Non-oil growth and, consequently, credit growth in the UAE and Saudi Arabia remain robust despite the headwind caused by higher interest rates and Opec oil production cuts that constrain near-term growth prospects for most GCC economies.
Analysts at S&P Global Rating expect the UAE to report strong non-oil GDP growth of 6.0 per cent in 2023. “This, in combination with recoveries from provisions booked in the past two years, will reduce UAE banks’ credit costs in 2023, compared with 2022,” they said.
UBS Global Wealth Management expects a strong 4.5 per cent expansion for the UAE’s non-oil economy this year while according to data from Statista, the second-largest Arab economy’s GDP in current prices is on target to continuously increase between 2023 and 2028 in total by $140.4 billion (+28.14 per cent) to $639.34 billion, and said the non-oil sector is expected to continue to support aggregate output in 2023, albeit at a more modest pace compared to 2022.
Even though credit costs in the GCC region, with the exception of the UAE, will increase, S&P expects GCC banks’ return on assets (ROA) will improve in 2023, mainly due to higher margins and still satisfactory, albeit lower, lending growth in some GCC countries.
While higher interest rates will reduce GCC banks’ credit growth in general, the performance of banks in the UAE and Saudi Arabia will be more resilient, S&P Global Rating said.
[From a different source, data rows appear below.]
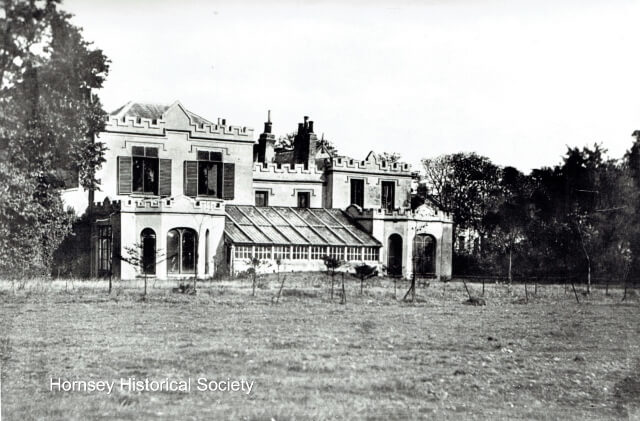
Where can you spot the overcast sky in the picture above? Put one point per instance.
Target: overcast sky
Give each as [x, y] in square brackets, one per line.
[513, 80]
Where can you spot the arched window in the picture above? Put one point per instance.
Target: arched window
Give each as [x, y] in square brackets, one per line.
[148, 242]
[206, 252]
[181, 251]
[424, 254]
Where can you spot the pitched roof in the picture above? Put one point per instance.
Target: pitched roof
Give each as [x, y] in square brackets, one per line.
[283, 225]
[152, 111]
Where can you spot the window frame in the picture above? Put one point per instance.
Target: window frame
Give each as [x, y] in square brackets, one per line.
[357, 198]
[266, 198]
[143, 158]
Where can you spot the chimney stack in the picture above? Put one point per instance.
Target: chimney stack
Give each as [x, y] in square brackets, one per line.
[264, 150]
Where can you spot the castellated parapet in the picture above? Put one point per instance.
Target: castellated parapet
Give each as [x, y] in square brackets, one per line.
[423, 213]
[370, 164]
[181, 204]
[200, 130]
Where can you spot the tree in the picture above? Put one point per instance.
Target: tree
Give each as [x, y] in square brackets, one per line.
[465, 184]
[48, 118]
[364, 271]
[332, 264]
[135, 257]
[507, 220]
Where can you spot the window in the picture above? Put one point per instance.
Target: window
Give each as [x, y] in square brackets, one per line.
[388, 195]
[357, 192]
[144, 172]
[336, 252]
[181, 251]
[243, 252]
[303, 199]
[318, 252]
[353, 254]
[206, 253]
[262, 198]
[148, 241]
[263, 252]
[104, 250]
[146, 168]
[371, 254]
[300, 252]
[461, 243]
[210, 174]
[281, 252]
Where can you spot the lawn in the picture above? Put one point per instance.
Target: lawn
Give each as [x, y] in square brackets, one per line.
[313, 358]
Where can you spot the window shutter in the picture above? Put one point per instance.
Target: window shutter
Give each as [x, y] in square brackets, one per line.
[124, 174]
[191, 178]
[164, 188]
[228, 182]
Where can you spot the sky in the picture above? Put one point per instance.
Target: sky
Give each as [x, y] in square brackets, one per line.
[516, 81]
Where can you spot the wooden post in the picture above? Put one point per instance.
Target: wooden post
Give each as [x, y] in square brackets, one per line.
[575, 292]
[344, 294]
[280, 290]
[467, 289]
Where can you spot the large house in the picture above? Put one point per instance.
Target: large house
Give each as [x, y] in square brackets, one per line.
[190, 197]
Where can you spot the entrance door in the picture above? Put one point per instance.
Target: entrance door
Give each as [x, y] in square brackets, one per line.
[394, 253]
[424, 255]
Although GCC banks face less favourable operating conditions, fundamentals remain supportive, it said.
“Despite a slight deterioration in asset quality indicators and an increase in the cost of risk, we expect GCC banks will report stronger profitability in 2023. This is because of higher net interest margins and generally lower-cost business models,” S&P Global Ratings credit analyst Zeina Nasreddine said.
Analysts at S&P Global Ratings expect that GCC banks’ capital buffers will remain comfortable, while a slowdown in credit growth and higher earnings will contribute to their stable capital metrics.
“UAE banks’ performance improved in the first half of 2023, on the back of lower credit losses and higher interest rates. We expect higher interest rates will continue to support banks’ profitability and, in combination with still high noninterest-bearing deposits, will moderate the increase in the cost of funding. The recovery of the non-oil sector has led to higher lending growth, compared with 2022. Yet, higher-for-longer interest rates and a slowdown of the oil economy could limit the pace of lending growth,” analysts said.
S&P analysts expect limited asset quality deterioration. The economic slowdown and higher interest rates will lead to a slight deterioration in asset quality. The banking sector could face a rise in problem loans in the construction and trade sectors and in the small and midsize enterprise segment. “That said, we believe the non-oil economy remains supportive enough to help contain an increase in NPLs. In addition, banks have booked precautionary provisions over the past couple of years, which will help them withstand the challenges ahead,” they said.
In the UAE, the report said, banks’ funding will continue to benefit from their strong deposit franchises. Banks have accumulated local deposits over the past 18 months. “Since we do not expect an acceleration in lending in the second half of 2023, banks’ funding profiles should continue to strengthen. One potential downside risk for UAE banks is the country’s large number of expatriates, which could make deposits more prone to higher volatility in the case of economic shocks. That said, deposit volatility was largely stable during past extreme events.”
GCC banks have always operated with comfortable capital buffers, a trend that is expected to continue. “We think slower credit growth and higher earnings mean that GCC banks’ capital metrics will remain stable. The banking systems in Saudi Arabia, the UAE, Qatar, and Kuwait reported a tier 1 regulatory capital ratio of 15 per cent and above in 2022,” S&P analysts said.